Data explorer returns only a certain number (500?) of items in the web interface. Too see them all you need to download them and look at them some other way (i.e., download a csv and open it in a spreadsheet).
It would be nice if it were easy to know how many items had been returned. What I’ve done in the past is to generate a second query that just did the count, which I find rather painful.
Feature Request
When the query is completed, would it be easy to pull out the number of results and print it next to (or below) the query completion time?
When you run a query it should show Query completed in 12.7 ms, 102 results
IF we are truncating due to our enforced limit eg try SELECT id, raw from posts on meta. we should say Query completed in 12.7 ms, partial results, top 500 returned … something like that.
That’s an improvement, but the specific problem I’m trying to solve is that if there are more than 500,the only way to find out how many there are is to write another query or download the data set to a CSV and count the rows (and subtract one).
I think what you are wanting is a SELECT COUNT() query.
I think for many queries it could be a matter of simply replacing the main SELECT fields with COUNT. But I don’t know if it would get messy with queries that had aggregates and GROUP BYs.
IMHO, a type of “results were limited to 500” would be good enough and would indicate that a separate COUNT query might be needed.
I quite often put together COUNT queries when I work up a query so I won’t be taken by surprise by a long running query. eg. from this table with mega rows join another table with mega rows join yet another table with mega rows …
In fact, I would recommend running heavy queries on a copy of the live database to avoid having the forum hang while the query runs.
That’s what I want, but the only way that I know to do that is to create a whole separate query that does the SELECT COUNT. So I’d need to create a query for (e.g., “closed topics” and “closed topics count”).
Just so you know, this is quite standard in SQL databases.

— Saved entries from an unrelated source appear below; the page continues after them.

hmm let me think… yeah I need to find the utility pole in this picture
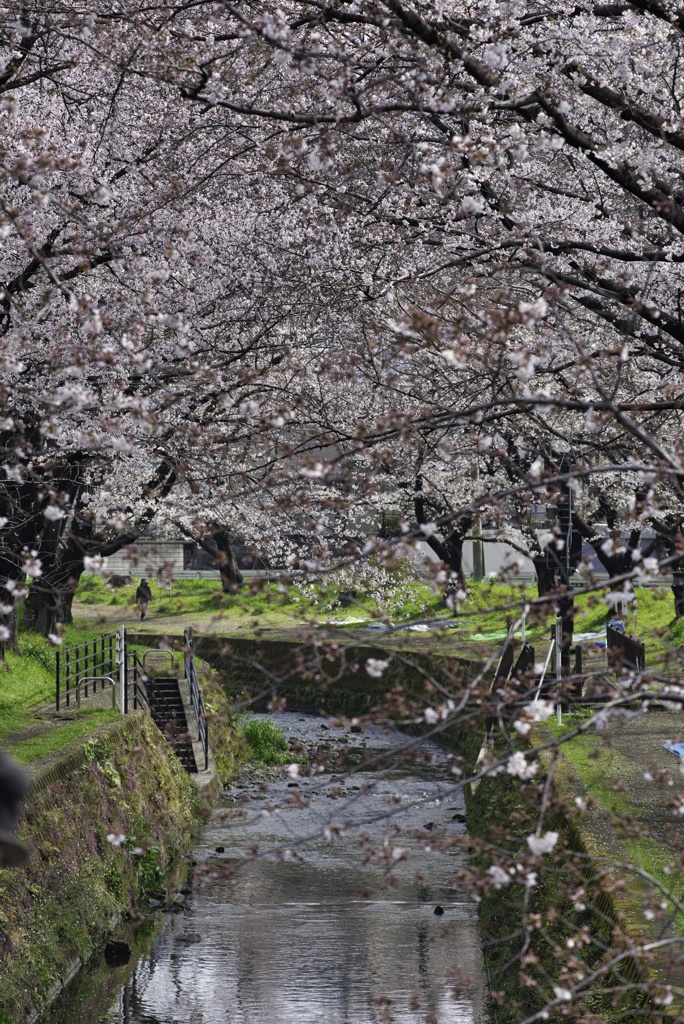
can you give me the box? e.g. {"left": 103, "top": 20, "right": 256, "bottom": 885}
{"left": 472, "top": 462, "right": 485, "bottom": 581}
{"left": 118, "top": 624, "right": 126, "bottom": 715}
{"left": 556, "top": 458, "right": 575, "bottom": 677}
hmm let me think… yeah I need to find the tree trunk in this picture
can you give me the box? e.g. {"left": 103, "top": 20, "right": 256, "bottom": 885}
{"left": 24, "top": 577, "right": 63, "bottom": 636}
{"left": 24, "top": 538, "right": 83, "bottom": 635}
{"left": 24, "top": 581, "right": 76, "bottom": 633}
{"left": 413, "top": 475, "right": 472, "bottom": 592}
{"left": 23, "top": 590, "right": 56, "bottom": 636}
{"left": 533, "top": 555, "right": 555, "bottom": 597}
{"left": 213, "top": 530, "right": 244, "bottom": 592}
{"left": 420, "top": 525, "right": 472, "bottom": 602}
{"left": 672, "top": 565, "right": 684, "bottom": 618}
{"left": 171, "top": 520, "right": 244, "bottom": 593}
{"left": 558, "top": 592, "right": 574, "bottom": 677}
{"left": 0, "top": 585, "right": 19, "bottom": 658}
{"left": 58, "top": 589, "right": 75, "bottom": 625}
{"left": 22, "top": 460, "right": 179, "bottom": 637}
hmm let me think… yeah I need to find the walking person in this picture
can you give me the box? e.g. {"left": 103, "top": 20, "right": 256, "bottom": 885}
{"left": 136, "top": 578, "right": 152, "bottom": 621}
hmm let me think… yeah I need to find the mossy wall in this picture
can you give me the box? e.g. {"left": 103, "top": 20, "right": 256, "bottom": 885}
{"left": 0, "top": 714, "right": 203, "bottom": 1024}
{"left": 193, "top": 633, "right": 478, "bottom": 719}
{"left": 463, "top": 749, "right": 647, "bottom": 1024}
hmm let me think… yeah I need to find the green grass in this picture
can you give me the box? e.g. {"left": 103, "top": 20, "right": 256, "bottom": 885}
{"left": 238, "top": 715, "right": 291, "bottom": 764}
{"left": 0, "top": 623, "right": 144, "bottom": 744}
{"left": 77, "top": 575, "right": 305, "bottom": 621}
{"left": 73, "top": 572, "right": 443, "bottom": 627}
{"left": 0, "top": 621, "right": 150, "bottom": 755}
{"left": 5, "top": 709, "right": 120, "bottom": 763}
{"left": 447, "top": 583, "right": 684, "bottom": 668}
{"left": 69, "top": 572, "right": 684, "bottom": 669}
{"left": 77, "top": 574, "right": 223, "bottom": 611}
{"left": 0, "top": 642, "right": 57, "bottom": 743}
{"left": 545, "top": 714, "right": 684, "bottom": 925}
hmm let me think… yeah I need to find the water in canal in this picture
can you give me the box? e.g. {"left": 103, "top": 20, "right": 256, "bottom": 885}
{"left": 45, "top": 713, "right": 486, "bottom": 1023}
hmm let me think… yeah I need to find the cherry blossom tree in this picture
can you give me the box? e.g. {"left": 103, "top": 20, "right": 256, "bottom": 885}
{"left": 3, "top": 4, "right": 684, "bottom": 1019}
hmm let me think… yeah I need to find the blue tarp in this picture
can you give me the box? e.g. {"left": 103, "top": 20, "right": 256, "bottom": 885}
{"left": 662, "top": 742, "right": 684, "bottom": 759}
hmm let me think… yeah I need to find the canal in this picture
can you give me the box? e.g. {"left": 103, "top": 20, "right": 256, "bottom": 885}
{"left": 44, "top": 713, "right": 487, "bottom": 1023}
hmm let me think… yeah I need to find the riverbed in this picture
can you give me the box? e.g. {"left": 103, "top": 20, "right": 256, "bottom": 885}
{"left": 44, "top": 713, "right": 486, "bottom": 1023}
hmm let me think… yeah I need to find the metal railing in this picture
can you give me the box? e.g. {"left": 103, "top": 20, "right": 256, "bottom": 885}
{"left": 142, "top": 649, "right": 176, "bottom": 673}
{"left": 127, "top": 651, "right": 148, "bottom": 714}
{"left": 127, "top": 651, "right": 175, "bottom": 722}
{"left": 378, "top": 511, "right": 402, "bottom": 539}
{"left": 184, "top": 629, "right": 208, "bottom": 771}
{"left": 56, "top": 675, "right": 119, "bottom": 710}
{"left": 56, "top": 632, "right": 119, "bottom": 710}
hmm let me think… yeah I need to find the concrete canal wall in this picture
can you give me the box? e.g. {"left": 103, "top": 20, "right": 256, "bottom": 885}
{"left": 0, "top": 670, "right": 238, "bottom": 1024}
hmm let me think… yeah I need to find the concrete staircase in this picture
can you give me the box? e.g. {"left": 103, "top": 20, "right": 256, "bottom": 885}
{"left": 146, "top": 675, "right": 198, "bottom": 773}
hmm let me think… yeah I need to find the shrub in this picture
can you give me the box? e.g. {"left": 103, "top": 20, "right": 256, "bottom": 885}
{"left": 292, "top": 557, "right": 432, "bottom": 619}
{"left": 239, "top": 716, "right": 290, "bottom": 764}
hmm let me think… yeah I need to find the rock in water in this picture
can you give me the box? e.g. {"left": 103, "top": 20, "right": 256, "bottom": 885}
{"left": 433, "top": 906, "right": 445, "bottom": 916}
{"left": 104, "top": 940, "right": 131, "bottom": 967}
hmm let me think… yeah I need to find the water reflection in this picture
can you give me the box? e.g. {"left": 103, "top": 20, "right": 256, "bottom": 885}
{"left": 48, "top": 715, "right": 486, "bottom": 1024}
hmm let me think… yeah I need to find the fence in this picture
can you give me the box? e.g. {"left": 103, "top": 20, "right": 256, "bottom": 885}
{"left": 56, "top": 632, "right": 120, "bottom": 710}
{"left": 513, "top": 643, "right": 535, "bottom": 678}
{"left": 607, "top": 625, "right": 646, "bottom": 673}
{"left": 54, "top": 629, "right": 208, "bottom": 772}
{"left": 184, "top": 629, "right": 208, "bottom": 771}
{"left": 378, "top": 512, "right": 402, "bottom": 539}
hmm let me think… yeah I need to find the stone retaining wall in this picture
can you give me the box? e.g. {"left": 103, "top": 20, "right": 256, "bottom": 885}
{"left": 0, "top": 713, "right": 224, "bottom": 1023}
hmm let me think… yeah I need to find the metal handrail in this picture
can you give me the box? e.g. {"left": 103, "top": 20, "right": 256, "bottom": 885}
{"left": 534, "top": 639, "right": 556, "bottom": 702}
{"left": 60, "top": 675, "right": 118, "bottom": 709}
{"left": 184, "top": 629, "right": 208, "bottom": 771}
{"left": 142, "top": 649, "right": 176, "bottom": 671}
{"left": 128, "top": 653, "right": 148, "bottom": 713}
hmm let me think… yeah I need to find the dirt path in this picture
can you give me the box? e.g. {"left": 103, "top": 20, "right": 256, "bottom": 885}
{"left": 592, "top": 708, "right": 684, "bottom": 848}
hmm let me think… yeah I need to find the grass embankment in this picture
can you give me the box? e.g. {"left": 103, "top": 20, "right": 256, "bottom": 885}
{"left": 1, "top": 609, "right": 291, "bottom": 770}
{"left": 545, "top": 712, "right": 684, "bottom": 931}
{"left": 6, "top": 712, "right": 120, "bottom": 765}
{"left": 1, "top": 627, "right": 143, "bottom": 762}
{"left": 5, "top": 574, "right": 683, "bottom": 764}
{"left": 72, "top": 574, "right": 684, "bottom": 659}
{"left": 453, "top": 582, "right": 684, "bottom": 659}
{"left": 0, "top": 715, "right": 203, "bottom": 1024}
{"left": 467, "top": 747, "right": 642, "bottom": 1024}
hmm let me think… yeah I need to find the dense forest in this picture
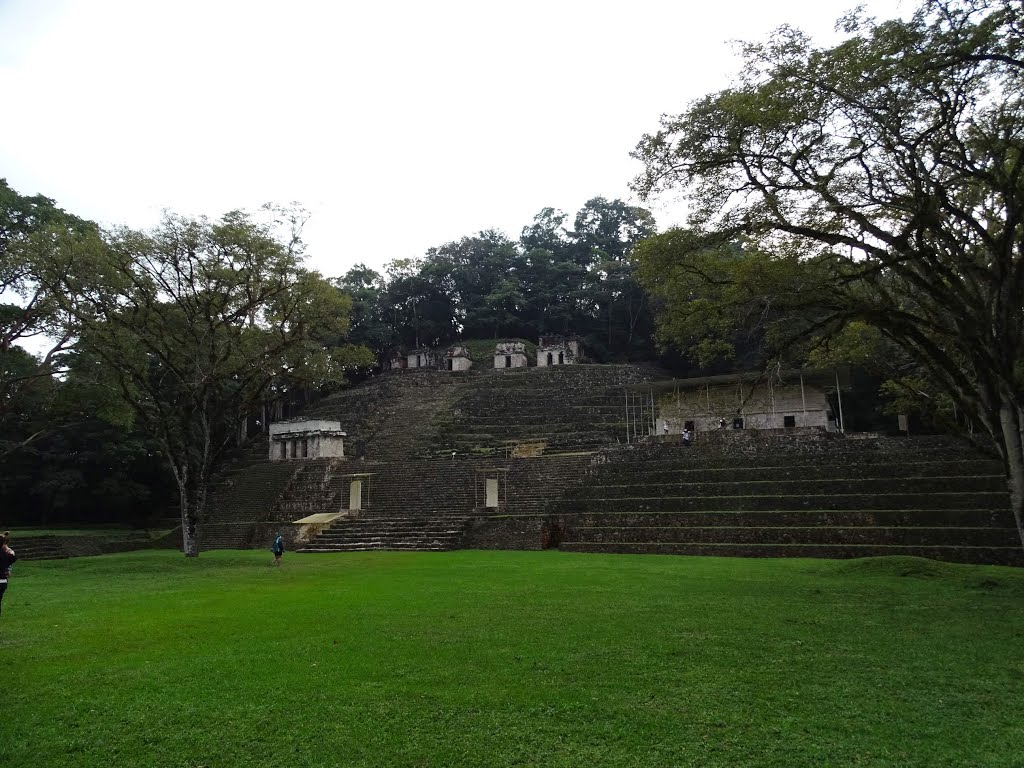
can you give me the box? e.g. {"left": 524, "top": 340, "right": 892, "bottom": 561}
{"left": 336, "top": 197, "right": 660, "bottom": 362}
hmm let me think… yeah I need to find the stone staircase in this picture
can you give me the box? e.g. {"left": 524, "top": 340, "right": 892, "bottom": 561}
{"left": 300, "top": 517, "right": 471, "bottom": 552}
{"left": 198, "top": 365, "right": 638, "bottom": 553}
{"left": 6, "top": 536, "right": 69, "bottom": 560}
{"left": 552, "top": 434, "right": 1023, "bottom": 565}
{"left": 431, "top": 364, "right": 658, "bottom": 457}
{"left": 4, "top": 532, "right": 161, "bottom": 560}
{"left": 200, "top": 441, "right": 298, "bottom": 550}
{"left": 302, "top": 371, "right": 467, "bottom": 461}
{"left": 297, "top": 454, "right": 593, "bottom": 552}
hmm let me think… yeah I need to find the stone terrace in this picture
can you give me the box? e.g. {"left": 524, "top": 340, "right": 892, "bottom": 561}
{"left": 195, "top": 365, "right": 1023, "bottom": 565}
{"left": 552, "top": 433, "right": 1022, "bottom": 565}
{"left": 432, "top": 364, "right": 657, "bottom": 457}
{"left": 300, "top": 370, "right": 466, "bottom": 461}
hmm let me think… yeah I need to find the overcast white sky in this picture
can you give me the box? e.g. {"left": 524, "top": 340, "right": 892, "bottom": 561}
{"left": 1, "top": 0, "right": 907, "bottom": 279}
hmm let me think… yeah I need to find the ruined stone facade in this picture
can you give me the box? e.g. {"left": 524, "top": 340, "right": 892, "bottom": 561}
{"left": 444, "top": 344, "right": 473, "bottom": 371}
{"left": 494, "top": 341, "right": 527, "bottom": 369}
{"left": 656, "top": 377, "right": 834, "bottom": 434}
{"left": 268, "top": 419, "right": 347, "bottom": 461}
{"left": 536, "top": 336, "right": 583, "bottom": 367}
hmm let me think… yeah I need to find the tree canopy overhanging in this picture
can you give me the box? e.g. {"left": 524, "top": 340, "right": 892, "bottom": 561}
{"left": 630, "top": 0, "right": 1024, "bottom": 547}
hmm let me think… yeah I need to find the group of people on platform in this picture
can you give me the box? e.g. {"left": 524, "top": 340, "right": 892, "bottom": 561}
{"left": 661, "top": 416, "right": 742, "bottom": 446}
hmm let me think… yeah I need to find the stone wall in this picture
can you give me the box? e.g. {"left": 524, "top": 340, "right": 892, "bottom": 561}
{"left": 462, "top": 514, "right": 547, "bottom": 550}
{"left": 597, "top": 429, "right": 988, "bottom": 464}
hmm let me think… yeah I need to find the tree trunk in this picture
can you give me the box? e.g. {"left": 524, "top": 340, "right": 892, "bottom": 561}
{"left": 998, "top": 402, "right": 1024, "bottom": 550}
{"left": 178, "top": 484, "right": 200, "bottom": 557}
{"left": 174, "top": 463, "right": 209, "bottom": 558}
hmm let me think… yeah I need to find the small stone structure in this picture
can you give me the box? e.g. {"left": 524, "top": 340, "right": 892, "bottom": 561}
{"left": 268, "top": 419, "right": 347, "bottom": 461}
{"left": 407, "top": 348, "right": 439, "bottom": 370}
{"left": 494, "top": 341, "right": 528, "bottom": 369}
{"left": 444, "top": 344, "right": 473, "bottom": 371}
{"left": 385, "top": 350, "right": 407, "bottom": 370}
{"left": 536, "top": 336, "right": 583, "bottom": 367}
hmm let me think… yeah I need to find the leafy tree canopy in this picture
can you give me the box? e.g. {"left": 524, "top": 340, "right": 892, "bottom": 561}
{"left": 39, "top": 208, "right": 363, "bottom": 555}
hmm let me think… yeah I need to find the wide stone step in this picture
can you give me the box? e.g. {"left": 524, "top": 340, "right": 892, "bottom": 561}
{"left": 298, "top": 544, "right": 451, "bottom": 552}
{"left": 555, "top": 509, "right": 1016, "bottom": 528}
{"left": 567, "top": 525, "right": 1018, "bottom": 547}
{"left": 315, "top": 530, "right": 464, "bottom": 542}
{"left": 552, "top": 492, "right": 1008, "bottom": 513}
{"left": 595, "top": 454, "right": 1000, "bottom": 474}
{"left": 559, "top": 541, "right": 1024, "bottom": 566}
{"left": 318, "top": 519, "right": 465, "bottom": 528}
{"left": 9, "top": 547, "right": 69, "bottom": 560}
{"left": 561, "top": 544, "right": 1024, "bottom": 569}
{"left": 576, "top": 476, "right": 1007, "bottom": 497}
{"left": 592, "top": 461, "right": 1004, "bottom": 483}
{"left": 313, "top": 536, "right": 462, "bottom": 548}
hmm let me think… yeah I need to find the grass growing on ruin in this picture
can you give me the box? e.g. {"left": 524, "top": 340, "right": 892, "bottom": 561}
{"left": 4, "top": 550, "right": 1023, "bottom": 768}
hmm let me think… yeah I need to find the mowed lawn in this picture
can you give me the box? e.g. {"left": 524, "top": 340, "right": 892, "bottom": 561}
{"left": 3, "top": 550, "right": 1023, "bottom": 768}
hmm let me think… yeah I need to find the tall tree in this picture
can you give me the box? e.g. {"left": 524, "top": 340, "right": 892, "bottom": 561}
{"left": 334, "top": 264, "right": 396, "bottom": 354}
{"left": 631, "top": 0, "right": 1024, "bottom": 546}
{"left": 0, "top": 179, "right": 99, "bottom": 451}
{"left": 426, "top": 231, "right": 527, "bottom": 339}
{"left": 572, "top": 197, "right": 656, "bottom": 358}
{"left": 383, "top": 257, "right": 459, "bottom": 349}
{"left": 520, "top": 208, "right": 589, "bottom": 335}
{"left": 41, "top": 209, "right": 356, "bottom": 556}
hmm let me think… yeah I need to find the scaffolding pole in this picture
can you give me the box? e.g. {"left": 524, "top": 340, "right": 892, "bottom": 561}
{"left": 835, "top": 370, "right": 845, "bottom": 433}
{"left": 624, "top": 387, "right": 630, "bottom": 444}
{"left": 650, "top": 387, "right": 657, "bottom": 436}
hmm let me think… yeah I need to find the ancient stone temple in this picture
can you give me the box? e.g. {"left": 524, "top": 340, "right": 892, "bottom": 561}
{"left": 199, "top": 360, "right": 1019, "bottom": 566}
{"left": 268, "top": 419, "right": 347, "bottom": 461}
{"left": 494, "top": 341, "right": 527, "bottom": 369}
{"left": 444, "top": 345, "right": 472, "bottom": 371}
{"left": 536, "top": 336, "right": 583, "bottom": 367}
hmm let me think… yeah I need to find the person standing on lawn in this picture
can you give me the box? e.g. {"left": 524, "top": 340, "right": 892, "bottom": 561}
{"left": 0, "top": 531, "right": 17, "bottom": 616}
{"left": 271, "top": 533, "right": 284, "bottom": 566}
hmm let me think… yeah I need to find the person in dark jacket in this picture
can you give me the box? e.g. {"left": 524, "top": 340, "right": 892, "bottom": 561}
{"left": 0, "top": 531, "right": 17, "bottom": 616}
{"left": 271, "top": 533, "right": 284, "bottom": 566}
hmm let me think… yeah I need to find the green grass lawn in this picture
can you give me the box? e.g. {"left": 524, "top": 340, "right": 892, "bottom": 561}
{"left": 3, "top": 550, "right": 1023, "bottom": 768}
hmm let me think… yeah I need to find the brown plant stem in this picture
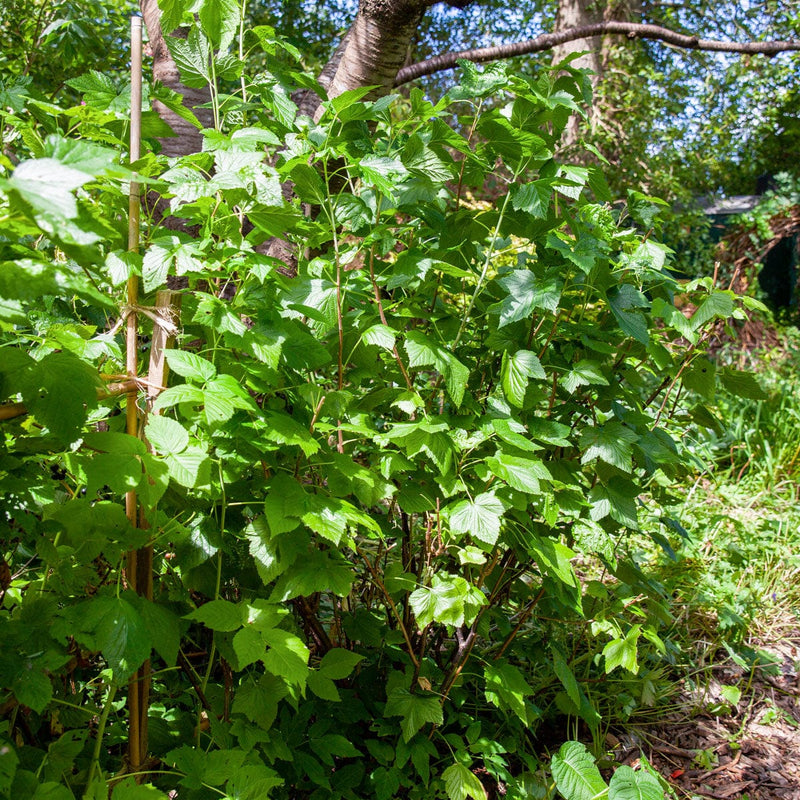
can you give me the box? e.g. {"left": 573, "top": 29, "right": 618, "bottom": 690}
{"left": 355, "top": 545, "right": 420, "bottom": 669}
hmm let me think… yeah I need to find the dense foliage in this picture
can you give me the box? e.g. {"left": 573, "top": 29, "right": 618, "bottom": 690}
{"left": 0, "top": 10, "right": 773, "bottom": 800}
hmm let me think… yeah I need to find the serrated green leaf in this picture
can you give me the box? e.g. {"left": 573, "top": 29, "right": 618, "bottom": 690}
{"left": 511, "top": 180, "right": 552, "bottom": 218}
{"left": 384, "top": 688, "right": 443, "bottom": 742}
{"left": 501, "top": 349, "right": 545, "bottom": 407}
{"left": 307, "top": 671, "right": 341, "bottom": 701}
{"left": 226, "top": 765, "right": 282, "bottom": 800}
{"left": 442, "top": 762, "right": 487, "bottom": 800}
{"left": 362, "top": 323, "right": 396, "bottom": 351}
{"left": 157, "top": 0, "right": 189, "bottom": 33}
{"left": 165, "top": 446, "right": 211, "bottom": 488}
{"left": 165, "top": 350, "right": 216, "bottom": 382}
{"left": 580, "top": 422, "right": 638, "bottom": 472}
{"left": 145, "top": 415, "right": 189, "bottom": 454}
{"left": 603, "top": 625, "right": 641, "bottom": 674}
{"left": 198, "top": 0, "right": 240, "bottom": 50}
{"left": 13, "top": 668, "right": 52, "bottom": 713}
{"left": 486, "top": 452, "right": 551, "bottom": 494}
{"left": 691, "top": 291, "right": 734, "bottom": 331}
{"left": 187, "top": 599, "right": 243, "bottom": 632}
{"left": 261, "top": 628, "right": 310, "bottom": 687}
{"left": 682, "top": 356, "right": 715, "bottom": 400}
{"left": 168, "top": 27, "right": 212, "bottom": 89}
{"left": 404, "top": 330, "right": 469, "bottom": 407}
{"left": 607, "top": 765, "right": 663, "bottom": 800}
{"left": 496, "top": 269, "right": 562, "bottom": 326}
{"left": 318, "top": 648, "right": 364, "bottom": 680}
{"left": 552, "top": 649, "right": 581, "bottom": 707}
{"left": 448, "top": 492, "right": 504, "bottom": 545}
{"left": 232, "top": 626, "right": 266, "bottom": 669}
{"left": 719, "top": 368, "right": 768, "bottom": 400}
{"left": 550, "top": 741, "right": 607, "bottom": 800}
{"left": 560, "top": 360, "right": 609, "bottom": 394}
{"left": 136, "top": 600, "right": 180, "bottom": 667}
{"left": 409, "top": 574, "right": 484, "bottom": 628}
{"left": 484, "top": 662, "right": 535, "bottom": 724}
{"left": 63, "top": 596, "right": 151, "bottom": 679}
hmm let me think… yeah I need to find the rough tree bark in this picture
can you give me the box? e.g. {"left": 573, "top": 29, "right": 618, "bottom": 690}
{"left": 140, "top": 0, "right": 212, "bottom": 157}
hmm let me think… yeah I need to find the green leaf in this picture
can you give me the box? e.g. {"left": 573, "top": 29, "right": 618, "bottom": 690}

You generally don’t get a count unless you explicitly ask for it, because counting “all the results” can be more expensive than getting the first {x} records.
We’re not secretly withholding information that we regularly get back from the database, because we’re jerks
Would this in effect be running the query twice? Once to get the row count without the built-in resource use safety measures, and then again with the limit.
EDIT
AFAIK, though the Data Explorer plugin has a built in LIMIT, it does not have an OFFSET.
I think if there was some way to return the 500 result rows in “batches” - maybe with a OFFSET or a “not included in prior results” condition? - it would be safer. TBH, I’m thinking the better way would be to simply show a type of “LIMIT met, if you want more do it from the CLI” message where the admin could do a SELECT into an outfile query.
Thanks for that tip, OVER() is a pretty cool function!
It works awesome but hiding the count column with the same identical values for every row was somewhat complicated.